Build contingency plans to cope with rand volatility, power shortages, and political uncertainty
Firms importing products should review their pricing cycles and strategies to cope with continued rand volatility. MNCs that struggle to raise prices because of customer price sensitivity should assess how they can cut costs to protect margins, for example, by automating processes to improve efficiencies. All firms should invest in backup power to ensure business continuity while concurrently planning for weak demand for nonessential products as customers themselves prioritize investments in expensive backup power. MNCs should develop scenario and contingency plans to cope with potential commercial disruption caused by prospects of worsening load shedding or the imposition of Western commercial sanctions on South Africa.
Overview
Multiple converging detractors have darkened South Africa’s economic outlook and increased risks of commercial disruption for MNCs.
- In February, electricity generated by Eskom, the state-owned electricity utility, fell to the lowest level since 1996. This has caused worsening electricity shortages that are hobbling the country’s large industrial base and causing consumer sentiment to weaken.
- Allegations by the US that South Africa is supplying Russia with arms pushed the rand to a new record low against the dollar on May 12.
- Investor anxiety over the country’s political future is mounting because of prospects that the governing ANC party—which has been in power for 29 years—will fail to win the May 2024 elections.
Our View
MNCs should plan for a series of risks that will affect their ability to achieve their commercial targets over the coming 12 months.
- The rand depreciates to beyond 21 per US dollar by Q4 2023 – 75% likelihood: Gloomy economic data, worsening load shedding, revelations around South Africa’s relationship with Russia, and prospects of a shaky coalition government being elected in 2024 will contribute to further depreciation and volatility of the rand. The South African Reserve Bank (SARB) will intermittently raise interest rates, temporarily halting the rand’s slide, but the currency is expected to reach new record lows by the end of 2023.
- Power cuts for up to 24 hours occur during winter 2023 – 60% likelihood: To protect the national electricity grid from a catastrophic collapse amid declining electricity output, Eskom will gradually expand load shedding as demand rises during winter. Load shedding will progressively affect previously exempt organizations (including hospitals and large industrial facilities), while households and businesses face the prospect of periodic 24-hour-long power cuts with little notice. This would cause consumer sentiment to weaken, industrial and mining output to drop, and service activity to be progressively disrupted. This will also aggravate inflation as businesses are forced to raise prices to cover expensive backup power costs.

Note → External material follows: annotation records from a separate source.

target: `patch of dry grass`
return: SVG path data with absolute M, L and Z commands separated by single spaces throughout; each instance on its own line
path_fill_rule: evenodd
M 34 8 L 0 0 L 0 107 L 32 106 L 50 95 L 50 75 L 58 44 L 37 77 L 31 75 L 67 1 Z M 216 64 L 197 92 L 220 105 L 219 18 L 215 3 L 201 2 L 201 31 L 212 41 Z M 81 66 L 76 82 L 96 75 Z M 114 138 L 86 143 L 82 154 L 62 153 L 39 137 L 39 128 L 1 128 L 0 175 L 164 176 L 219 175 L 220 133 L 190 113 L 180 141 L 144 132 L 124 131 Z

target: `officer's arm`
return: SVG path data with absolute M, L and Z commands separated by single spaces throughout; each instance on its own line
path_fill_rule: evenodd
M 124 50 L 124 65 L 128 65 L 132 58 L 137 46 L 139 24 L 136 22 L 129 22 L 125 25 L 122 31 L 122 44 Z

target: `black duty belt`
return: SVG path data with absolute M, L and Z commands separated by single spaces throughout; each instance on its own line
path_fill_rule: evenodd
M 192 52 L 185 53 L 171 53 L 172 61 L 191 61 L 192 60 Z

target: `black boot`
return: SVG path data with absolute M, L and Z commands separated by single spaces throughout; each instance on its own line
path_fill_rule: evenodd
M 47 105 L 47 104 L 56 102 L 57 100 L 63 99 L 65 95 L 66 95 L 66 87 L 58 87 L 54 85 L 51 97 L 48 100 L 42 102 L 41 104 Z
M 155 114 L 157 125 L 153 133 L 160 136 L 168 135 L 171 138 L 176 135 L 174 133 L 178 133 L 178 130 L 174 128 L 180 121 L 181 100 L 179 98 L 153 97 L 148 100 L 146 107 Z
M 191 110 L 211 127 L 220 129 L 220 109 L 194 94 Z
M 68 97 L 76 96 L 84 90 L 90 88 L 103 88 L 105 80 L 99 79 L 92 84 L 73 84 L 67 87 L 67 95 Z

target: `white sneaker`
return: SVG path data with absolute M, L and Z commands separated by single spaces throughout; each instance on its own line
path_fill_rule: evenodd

- Western sanctions are imposed on South Africa over its ties with Russia before the end of 2023 – 50% likelihood: If concrete evidence emerges that South Africa is supplying Russia with arms, South Africa will be promptly ejected from AGOA (the US’s preferential trading scheme), and narrowly targeted sanctions on high-ranking government and military officials would be applied. This would cause the rand to slump to a new record low and pressure the SARB to sharply raise interest rates, causing limited but notable economic pain. A lower likelihood (but still possible) scenario would involve broader commercial sanctions targeting South Africa’s exports or its large financial service industry. Such sanctions would induce a sharp recession, cause the rand’s value to crater, and trigger a slump in tourist arrivals.
- Investor and consumer sentiments slump ahead of the May 2024 elections – 30% likelihood: Prospects of a fragile coalition government forming after the elections will likely cause domestic Consumer sentiment in, and foreign investor confidence toward, South Africa to soften—but not slump—as the vote draws near. However, if it becomes increasingly likely that a hard-left coalition government will be formed (for example, including the Economic Freedom Fighters as a leading member of a coalition), consumer spending and investment toward South Africa could dip sharply. In the subsequent months, the emigration of high-skilled workers would accelerate.